We have been looking at things recently which have made my colleagues interested in hardware again, and which also show how far we have come in being able to manipulate and move large amounts of data.
WorldCat is our union catalogue of about 56 million bibliographic records, which represent approximately a billion holdings. It is about 50 gigabytes in MARC Communications (100+ gigabytes in XML) format and about 23 gigabytes compressed.

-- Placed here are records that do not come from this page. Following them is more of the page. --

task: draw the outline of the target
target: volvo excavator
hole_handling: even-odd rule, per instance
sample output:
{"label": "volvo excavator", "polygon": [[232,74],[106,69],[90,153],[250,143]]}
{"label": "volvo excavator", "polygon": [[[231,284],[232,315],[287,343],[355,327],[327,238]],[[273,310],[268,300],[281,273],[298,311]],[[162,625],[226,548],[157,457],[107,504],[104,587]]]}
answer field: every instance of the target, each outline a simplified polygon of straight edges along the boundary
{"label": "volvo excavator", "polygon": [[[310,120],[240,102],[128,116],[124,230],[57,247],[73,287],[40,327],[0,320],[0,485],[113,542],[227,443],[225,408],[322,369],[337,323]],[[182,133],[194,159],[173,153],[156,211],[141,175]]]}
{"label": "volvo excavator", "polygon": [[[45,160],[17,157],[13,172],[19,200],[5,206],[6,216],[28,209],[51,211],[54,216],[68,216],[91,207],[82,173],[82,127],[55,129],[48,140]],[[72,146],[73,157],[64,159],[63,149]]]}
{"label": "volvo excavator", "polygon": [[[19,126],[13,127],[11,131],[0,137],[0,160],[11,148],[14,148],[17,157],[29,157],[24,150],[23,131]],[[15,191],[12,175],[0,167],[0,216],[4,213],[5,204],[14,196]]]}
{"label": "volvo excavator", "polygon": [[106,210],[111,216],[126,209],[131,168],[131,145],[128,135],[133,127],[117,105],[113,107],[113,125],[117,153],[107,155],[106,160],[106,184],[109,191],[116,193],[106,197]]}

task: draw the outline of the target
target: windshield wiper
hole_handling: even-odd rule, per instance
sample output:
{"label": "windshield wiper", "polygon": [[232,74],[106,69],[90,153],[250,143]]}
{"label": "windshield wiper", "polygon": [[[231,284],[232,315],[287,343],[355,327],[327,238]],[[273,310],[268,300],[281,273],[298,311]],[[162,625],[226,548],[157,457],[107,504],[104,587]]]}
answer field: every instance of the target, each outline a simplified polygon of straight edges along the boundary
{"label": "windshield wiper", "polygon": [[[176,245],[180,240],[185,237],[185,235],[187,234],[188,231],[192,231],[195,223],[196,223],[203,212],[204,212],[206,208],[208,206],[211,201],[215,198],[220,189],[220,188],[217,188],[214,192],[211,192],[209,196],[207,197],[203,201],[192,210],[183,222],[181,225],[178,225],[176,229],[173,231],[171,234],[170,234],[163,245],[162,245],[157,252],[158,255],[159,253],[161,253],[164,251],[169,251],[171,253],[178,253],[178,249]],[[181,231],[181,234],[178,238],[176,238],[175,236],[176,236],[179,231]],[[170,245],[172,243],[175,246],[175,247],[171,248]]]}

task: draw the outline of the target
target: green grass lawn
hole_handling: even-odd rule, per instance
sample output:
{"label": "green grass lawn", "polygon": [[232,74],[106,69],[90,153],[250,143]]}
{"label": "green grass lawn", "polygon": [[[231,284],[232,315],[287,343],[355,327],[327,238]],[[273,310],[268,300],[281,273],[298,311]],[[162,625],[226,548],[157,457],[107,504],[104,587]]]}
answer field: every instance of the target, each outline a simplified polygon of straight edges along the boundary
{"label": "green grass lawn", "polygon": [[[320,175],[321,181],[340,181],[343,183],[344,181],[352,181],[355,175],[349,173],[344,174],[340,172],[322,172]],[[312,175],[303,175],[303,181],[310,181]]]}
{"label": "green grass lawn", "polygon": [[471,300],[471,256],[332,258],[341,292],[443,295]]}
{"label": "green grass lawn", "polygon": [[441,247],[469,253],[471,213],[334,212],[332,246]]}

OCLC Research recently acquired a 24-node (48-cpu) Beowulf cluster with 96 Gigabytes of memory. According to my colleague Thom Hickey, whose team has been working on the machine, the cluster speeds up most bibliographic processing by about a factor of 30. This means that what might have taken a minute now takes two seconds, what might have taken an hour takes two minutes, what might have taken a month takes a day. For jobs that will fit entirely in memory (e.g. a `grep' of WorldCat) avoiding disk i/o gives another factor of about 20, reducing 1-hour jobs down to 6 seconds. We can 'frbrize' WorldCat on the cluster in about an hour.
WorldCat is also now more mobile. Thom has a 40 gig iPod which can accommodate WorldCat on its disk with room left for 5,000 song tracks. Now, you can't do much with the data on the iPod, but you can certainly carry it around. Again, it takes about an hour to get it on and off the iPod.
Thom adds "much as 'quantity has a quality all its own', such a speed-up changes both the approaches that can be taken to solving problems and the type of problems that can be tackled at all. Google typically works with cluster of 3,600 CPUs, raising performance to yet another level."